Петкан резко дернул поводья. Под колесами захрустел синеватый лед. Габювица посмотрела на пустынную дорогу и сказала:
— Гололед, не вышло бы чего.
— Топор взял? — догнал повозку дед и выхватил из рук сына поводья.
Зарекся за листвой не ездить, но когда телега заскрипела по двору, не выдержал. С сыном разговоры обычно не клеились, и оба всю дорогу молчали.
Перед деревом, на котором хранились нарезанные ветки с листьями, завернули телегу. Холодный ветер налетал на обындевевшие верхушки одиноких деревьев на вырубке. В звучном утреннем воздухе далеко раздавалось резкое карканье ворон.
— Пошевеливайся, скотина мерзнет!
— Подавай! — обменялись короткими замечаниями отец с сыном, нагружая повозку.

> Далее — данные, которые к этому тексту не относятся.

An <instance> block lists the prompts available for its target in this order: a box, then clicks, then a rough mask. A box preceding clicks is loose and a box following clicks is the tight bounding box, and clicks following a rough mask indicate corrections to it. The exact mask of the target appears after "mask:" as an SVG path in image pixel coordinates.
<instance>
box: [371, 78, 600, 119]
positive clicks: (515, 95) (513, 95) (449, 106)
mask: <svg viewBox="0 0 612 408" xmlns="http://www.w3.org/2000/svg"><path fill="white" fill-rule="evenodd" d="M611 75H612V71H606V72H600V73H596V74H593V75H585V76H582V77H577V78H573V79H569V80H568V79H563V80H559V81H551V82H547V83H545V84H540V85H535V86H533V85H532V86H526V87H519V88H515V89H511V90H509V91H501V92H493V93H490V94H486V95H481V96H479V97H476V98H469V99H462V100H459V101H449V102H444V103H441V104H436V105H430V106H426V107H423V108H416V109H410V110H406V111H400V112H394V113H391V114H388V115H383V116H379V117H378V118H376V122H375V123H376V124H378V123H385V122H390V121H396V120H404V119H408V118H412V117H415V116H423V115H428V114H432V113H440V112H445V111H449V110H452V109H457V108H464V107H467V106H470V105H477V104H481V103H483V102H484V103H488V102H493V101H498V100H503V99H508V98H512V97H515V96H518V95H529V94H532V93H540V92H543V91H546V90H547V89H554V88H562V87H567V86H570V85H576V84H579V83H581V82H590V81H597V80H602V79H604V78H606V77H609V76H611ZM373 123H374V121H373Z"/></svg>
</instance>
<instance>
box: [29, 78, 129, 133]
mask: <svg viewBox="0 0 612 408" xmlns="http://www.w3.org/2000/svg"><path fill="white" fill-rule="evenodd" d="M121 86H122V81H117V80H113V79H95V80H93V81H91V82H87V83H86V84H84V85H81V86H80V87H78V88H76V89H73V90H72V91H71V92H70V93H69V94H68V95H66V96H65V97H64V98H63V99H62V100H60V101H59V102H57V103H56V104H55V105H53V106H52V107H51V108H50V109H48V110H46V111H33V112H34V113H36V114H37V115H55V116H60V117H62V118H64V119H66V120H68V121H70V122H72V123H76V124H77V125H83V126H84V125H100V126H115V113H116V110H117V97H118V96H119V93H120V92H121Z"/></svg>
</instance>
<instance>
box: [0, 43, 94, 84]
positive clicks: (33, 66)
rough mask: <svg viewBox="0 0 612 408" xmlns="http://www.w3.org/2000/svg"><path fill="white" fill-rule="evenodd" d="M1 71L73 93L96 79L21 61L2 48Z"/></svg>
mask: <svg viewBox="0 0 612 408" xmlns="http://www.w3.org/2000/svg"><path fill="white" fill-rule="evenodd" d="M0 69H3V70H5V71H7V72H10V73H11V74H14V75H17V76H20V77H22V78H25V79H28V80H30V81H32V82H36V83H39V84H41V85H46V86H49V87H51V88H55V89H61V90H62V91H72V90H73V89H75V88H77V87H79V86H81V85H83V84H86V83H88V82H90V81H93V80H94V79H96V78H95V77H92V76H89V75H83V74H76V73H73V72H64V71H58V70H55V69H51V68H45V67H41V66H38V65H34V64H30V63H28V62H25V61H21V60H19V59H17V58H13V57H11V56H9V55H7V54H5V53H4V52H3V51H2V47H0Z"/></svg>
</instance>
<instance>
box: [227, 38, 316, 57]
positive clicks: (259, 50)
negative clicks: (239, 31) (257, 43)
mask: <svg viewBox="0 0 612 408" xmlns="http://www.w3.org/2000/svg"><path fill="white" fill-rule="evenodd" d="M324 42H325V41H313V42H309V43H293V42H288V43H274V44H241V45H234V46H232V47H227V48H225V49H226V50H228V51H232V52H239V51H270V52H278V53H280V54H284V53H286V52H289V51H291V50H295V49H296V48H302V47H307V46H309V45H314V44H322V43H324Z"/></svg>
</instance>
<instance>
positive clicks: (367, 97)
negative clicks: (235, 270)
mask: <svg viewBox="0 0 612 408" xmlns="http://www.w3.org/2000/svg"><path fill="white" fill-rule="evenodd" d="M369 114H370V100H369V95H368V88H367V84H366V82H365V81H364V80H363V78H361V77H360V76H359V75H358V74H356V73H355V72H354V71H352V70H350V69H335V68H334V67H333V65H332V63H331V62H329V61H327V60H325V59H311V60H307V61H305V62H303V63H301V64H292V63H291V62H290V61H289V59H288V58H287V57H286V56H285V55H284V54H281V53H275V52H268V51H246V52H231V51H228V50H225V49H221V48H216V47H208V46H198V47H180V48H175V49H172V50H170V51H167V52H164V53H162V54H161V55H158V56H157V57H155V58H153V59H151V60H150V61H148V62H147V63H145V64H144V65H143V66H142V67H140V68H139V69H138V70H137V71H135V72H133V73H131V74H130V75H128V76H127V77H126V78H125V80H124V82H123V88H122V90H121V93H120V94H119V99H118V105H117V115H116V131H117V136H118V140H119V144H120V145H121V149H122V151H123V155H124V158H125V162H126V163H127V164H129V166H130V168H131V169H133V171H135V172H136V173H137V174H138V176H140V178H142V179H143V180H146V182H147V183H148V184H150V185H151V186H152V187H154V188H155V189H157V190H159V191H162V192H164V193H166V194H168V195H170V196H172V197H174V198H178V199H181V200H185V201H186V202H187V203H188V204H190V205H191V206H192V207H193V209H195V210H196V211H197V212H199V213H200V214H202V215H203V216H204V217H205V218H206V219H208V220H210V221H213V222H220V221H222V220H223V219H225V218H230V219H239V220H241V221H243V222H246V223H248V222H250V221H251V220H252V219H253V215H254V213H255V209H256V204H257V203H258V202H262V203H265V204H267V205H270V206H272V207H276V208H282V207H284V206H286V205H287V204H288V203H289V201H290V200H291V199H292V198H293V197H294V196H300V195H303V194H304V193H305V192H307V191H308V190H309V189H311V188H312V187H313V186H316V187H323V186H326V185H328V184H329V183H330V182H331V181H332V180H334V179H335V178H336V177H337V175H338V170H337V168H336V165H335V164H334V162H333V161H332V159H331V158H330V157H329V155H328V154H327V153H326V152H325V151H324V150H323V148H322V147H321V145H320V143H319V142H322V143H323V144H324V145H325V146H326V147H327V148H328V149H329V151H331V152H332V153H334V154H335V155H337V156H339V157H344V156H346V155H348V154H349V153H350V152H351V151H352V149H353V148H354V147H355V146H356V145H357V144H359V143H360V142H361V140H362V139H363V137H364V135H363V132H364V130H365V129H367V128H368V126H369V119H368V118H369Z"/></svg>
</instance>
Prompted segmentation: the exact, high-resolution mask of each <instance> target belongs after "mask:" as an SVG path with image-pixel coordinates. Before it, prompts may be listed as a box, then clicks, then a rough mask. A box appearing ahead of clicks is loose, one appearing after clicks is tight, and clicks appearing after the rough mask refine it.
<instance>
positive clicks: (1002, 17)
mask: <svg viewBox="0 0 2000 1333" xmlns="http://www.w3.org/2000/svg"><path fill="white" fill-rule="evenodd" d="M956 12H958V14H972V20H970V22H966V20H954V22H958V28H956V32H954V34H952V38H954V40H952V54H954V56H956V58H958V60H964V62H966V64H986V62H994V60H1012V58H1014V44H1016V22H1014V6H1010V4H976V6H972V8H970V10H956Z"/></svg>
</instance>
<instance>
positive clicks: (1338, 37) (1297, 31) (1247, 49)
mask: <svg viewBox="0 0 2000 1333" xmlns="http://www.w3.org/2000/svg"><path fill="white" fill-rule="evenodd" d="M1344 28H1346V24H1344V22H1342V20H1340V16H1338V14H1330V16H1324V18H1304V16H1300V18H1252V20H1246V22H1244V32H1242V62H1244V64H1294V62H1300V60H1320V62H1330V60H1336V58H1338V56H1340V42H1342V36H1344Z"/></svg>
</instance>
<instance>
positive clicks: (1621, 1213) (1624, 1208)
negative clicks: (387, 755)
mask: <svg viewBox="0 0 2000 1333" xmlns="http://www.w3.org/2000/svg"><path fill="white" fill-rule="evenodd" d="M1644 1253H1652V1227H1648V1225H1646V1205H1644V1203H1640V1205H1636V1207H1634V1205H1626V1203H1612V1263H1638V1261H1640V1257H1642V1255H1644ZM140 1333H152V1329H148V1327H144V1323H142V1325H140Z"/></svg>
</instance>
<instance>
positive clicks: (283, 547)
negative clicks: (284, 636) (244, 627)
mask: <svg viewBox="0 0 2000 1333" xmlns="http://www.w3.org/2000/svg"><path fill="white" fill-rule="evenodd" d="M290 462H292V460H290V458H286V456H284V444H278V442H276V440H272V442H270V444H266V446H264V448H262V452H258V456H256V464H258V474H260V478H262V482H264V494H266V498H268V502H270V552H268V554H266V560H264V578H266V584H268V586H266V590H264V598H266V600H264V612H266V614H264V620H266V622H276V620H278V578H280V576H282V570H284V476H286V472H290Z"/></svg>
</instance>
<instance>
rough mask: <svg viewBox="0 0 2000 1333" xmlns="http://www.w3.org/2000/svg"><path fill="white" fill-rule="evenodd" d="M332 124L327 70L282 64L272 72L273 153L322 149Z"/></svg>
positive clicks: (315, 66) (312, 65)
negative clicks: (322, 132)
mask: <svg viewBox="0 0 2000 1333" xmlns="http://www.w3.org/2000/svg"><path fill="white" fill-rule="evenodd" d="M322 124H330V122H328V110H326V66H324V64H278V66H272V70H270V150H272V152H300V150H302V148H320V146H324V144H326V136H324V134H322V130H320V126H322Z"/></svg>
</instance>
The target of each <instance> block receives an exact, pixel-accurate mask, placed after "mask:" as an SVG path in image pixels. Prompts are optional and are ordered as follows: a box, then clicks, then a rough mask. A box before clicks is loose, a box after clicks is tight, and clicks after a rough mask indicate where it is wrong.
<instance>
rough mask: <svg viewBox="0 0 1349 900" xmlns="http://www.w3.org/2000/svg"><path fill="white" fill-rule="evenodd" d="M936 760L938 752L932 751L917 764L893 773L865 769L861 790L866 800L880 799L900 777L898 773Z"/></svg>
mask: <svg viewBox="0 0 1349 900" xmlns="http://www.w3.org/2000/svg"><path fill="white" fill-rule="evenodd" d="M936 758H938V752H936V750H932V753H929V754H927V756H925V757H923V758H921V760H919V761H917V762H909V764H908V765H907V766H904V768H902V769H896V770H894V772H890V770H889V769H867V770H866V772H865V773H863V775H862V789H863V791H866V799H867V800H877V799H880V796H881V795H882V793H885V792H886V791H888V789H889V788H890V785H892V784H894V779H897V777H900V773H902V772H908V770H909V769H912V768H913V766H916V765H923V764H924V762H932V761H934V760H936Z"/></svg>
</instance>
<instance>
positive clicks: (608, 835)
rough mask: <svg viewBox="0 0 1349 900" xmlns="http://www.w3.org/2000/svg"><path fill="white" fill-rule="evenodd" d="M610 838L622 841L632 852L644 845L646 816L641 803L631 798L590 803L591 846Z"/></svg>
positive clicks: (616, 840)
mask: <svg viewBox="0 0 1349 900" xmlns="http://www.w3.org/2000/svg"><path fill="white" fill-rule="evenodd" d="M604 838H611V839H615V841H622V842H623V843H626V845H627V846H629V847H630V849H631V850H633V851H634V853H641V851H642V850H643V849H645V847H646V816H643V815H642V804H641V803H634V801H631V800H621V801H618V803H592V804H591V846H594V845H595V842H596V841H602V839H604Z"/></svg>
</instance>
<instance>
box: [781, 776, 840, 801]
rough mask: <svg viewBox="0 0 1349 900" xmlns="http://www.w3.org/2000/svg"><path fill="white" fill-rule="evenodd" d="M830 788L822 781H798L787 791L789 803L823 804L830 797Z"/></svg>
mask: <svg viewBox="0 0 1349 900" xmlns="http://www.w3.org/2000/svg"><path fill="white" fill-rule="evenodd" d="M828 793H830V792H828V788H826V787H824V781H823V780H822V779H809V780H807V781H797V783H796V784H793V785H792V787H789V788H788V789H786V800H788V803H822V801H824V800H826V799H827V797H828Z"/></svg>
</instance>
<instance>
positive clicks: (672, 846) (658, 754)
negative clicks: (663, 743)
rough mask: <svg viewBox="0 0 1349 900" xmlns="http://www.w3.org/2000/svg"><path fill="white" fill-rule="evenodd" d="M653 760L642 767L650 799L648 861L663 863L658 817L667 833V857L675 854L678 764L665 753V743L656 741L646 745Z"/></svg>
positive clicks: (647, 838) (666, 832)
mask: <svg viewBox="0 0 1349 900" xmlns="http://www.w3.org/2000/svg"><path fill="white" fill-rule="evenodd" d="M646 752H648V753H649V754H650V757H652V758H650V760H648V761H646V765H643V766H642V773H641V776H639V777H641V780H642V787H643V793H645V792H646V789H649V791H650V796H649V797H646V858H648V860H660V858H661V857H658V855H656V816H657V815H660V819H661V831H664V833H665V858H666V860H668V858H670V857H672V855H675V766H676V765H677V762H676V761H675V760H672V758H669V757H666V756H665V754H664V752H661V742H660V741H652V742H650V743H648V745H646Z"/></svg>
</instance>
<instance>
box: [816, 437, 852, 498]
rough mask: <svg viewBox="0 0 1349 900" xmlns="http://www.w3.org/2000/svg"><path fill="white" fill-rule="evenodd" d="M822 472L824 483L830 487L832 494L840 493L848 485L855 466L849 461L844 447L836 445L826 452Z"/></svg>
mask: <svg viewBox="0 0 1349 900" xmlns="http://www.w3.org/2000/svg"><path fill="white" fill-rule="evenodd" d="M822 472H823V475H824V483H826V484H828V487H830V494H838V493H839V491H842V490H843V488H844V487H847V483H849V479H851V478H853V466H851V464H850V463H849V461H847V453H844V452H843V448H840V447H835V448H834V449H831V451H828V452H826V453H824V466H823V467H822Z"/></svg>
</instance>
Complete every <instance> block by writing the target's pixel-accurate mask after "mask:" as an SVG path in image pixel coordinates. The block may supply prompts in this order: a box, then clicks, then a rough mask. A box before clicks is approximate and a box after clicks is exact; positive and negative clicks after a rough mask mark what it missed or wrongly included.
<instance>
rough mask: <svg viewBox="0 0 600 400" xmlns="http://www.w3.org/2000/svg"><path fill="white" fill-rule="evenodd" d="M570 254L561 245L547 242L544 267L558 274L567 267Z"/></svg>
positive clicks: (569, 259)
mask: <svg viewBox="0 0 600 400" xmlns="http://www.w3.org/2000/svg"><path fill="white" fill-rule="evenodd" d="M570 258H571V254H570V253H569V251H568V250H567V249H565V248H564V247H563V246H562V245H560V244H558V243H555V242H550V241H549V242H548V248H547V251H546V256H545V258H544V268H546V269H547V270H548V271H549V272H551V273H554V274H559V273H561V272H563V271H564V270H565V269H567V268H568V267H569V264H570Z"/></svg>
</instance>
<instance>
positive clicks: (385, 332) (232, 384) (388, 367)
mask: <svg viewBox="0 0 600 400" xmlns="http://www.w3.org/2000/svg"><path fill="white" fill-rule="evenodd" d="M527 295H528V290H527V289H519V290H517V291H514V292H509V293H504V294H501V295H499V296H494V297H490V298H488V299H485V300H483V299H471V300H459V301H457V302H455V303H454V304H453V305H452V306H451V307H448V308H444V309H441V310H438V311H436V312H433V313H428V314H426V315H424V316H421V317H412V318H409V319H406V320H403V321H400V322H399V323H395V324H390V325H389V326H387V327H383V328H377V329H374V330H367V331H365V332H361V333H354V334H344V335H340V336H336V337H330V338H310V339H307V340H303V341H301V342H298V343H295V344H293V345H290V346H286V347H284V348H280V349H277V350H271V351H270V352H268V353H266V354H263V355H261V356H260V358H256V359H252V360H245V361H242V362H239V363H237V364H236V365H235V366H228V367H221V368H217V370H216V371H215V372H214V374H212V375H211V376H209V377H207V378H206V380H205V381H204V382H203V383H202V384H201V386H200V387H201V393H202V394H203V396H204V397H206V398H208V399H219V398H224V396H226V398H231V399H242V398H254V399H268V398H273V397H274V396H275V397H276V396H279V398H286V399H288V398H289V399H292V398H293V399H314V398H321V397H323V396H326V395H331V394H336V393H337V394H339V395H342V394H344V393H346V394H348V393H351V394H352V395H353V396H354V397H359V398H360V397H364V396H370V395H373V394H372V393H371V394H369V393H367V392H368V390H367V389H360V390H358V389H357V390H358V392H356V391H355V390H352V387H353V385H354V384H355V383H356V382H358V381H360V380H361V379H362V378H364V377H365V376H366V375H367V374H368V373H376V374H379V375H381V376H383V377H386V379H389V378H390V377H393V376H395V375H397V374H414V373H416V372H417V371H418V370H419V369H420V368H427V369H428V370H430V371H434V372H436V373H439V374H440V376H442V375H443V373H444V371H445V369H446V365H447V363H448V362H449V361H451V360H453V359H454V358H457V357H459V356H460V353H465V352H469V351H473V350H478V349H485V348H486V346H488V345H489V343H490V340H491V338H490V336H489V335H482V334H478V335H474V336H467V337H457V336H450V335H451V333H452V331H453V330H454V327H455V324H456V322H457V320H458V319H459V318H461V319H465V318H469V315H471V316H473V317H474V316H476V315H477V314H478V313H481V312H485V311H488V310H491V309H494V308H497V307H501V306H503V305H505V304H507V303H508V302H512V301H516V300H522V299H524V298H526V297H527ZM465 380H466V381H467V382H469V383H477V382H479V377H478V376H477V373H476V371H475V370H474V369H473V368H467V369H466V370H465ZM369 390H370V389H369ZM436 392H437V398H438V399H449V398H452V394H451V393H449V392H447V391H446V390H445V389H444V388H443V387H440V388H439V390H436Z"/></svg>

Дед Габю провел телегу по замерзшим колеям вырубки и обернулся к сыну:
— Петко, скользко, застопори оба колеса.
— Одного хватит. Давай! — ответил сын.
Караколювец стерегся, чтобы телега не наехала на него, и вел буйволов, изогнувшись, готовый каждый миг отскочить в сторону. Телега раскатилась, дед Габю хлестал буйволов по мордам, стараясь заставить их удержать ее. Петкан сзади ухватился за дрогу. На повороте задние колеса занесло в сугроб, Караколювец понял, что повозка сейчас может опрокинуться, и крикнул:
— Берегись!
Повозка медленно легла набок, задрав крутящиеся колеса. Буйволы испуганно косились на сломанные занозы, устало пыхтели над замерзшей дорогой, раздувая бока. Дед Габю успокаивал их:
— Ну вот и все… все миновало…
Петкан ругался, пиная дрогу. Дед Габю покрыл буйволов рядном и сказал:
— После драки кулаками не машут.
Петкан умолк. Дед скрыл усмешку под усами и посмотрел на промерзшие глинистые колеи дороги. Сверху вел запряженных в телегу буйволов Стоян Влаев.
— Эй, Стоян, и у тебя хватило ума в такую холодину выехать? — Караколювец обрадовался, что есть с кем слово сказать.
Стоян Влаев уперся ладонями в твердые лбы буйволов, останавливая их, и с удовольствием, словно давно ждал такого случая, сказал:
— У нас не как у богачей, работа по часам не расписана.
Дед Габю шумно сплюнул в снег и погладил буйволов по влажным мордам. Не любил он говорить с человеком, который сразу начинал с подковырок.
Стоян и Петкан подсунули под телегу слеги и попытались ее поднять.
«Дельный работник! Не попутали бы его коммунисты, и жена у него работящая, горы вдвоем своротят».
Стоян и Петкан не смогли поднять телегу и начали ее разгружать. Мысли деда Габю сверлили его: «Дельный работник, да ума не хватает понять самую простую вещь. Когда это люди будут все одинаковые? Коли так радеешь за них, сделай что-нибудь такое, чтобы оно жило да радовало их».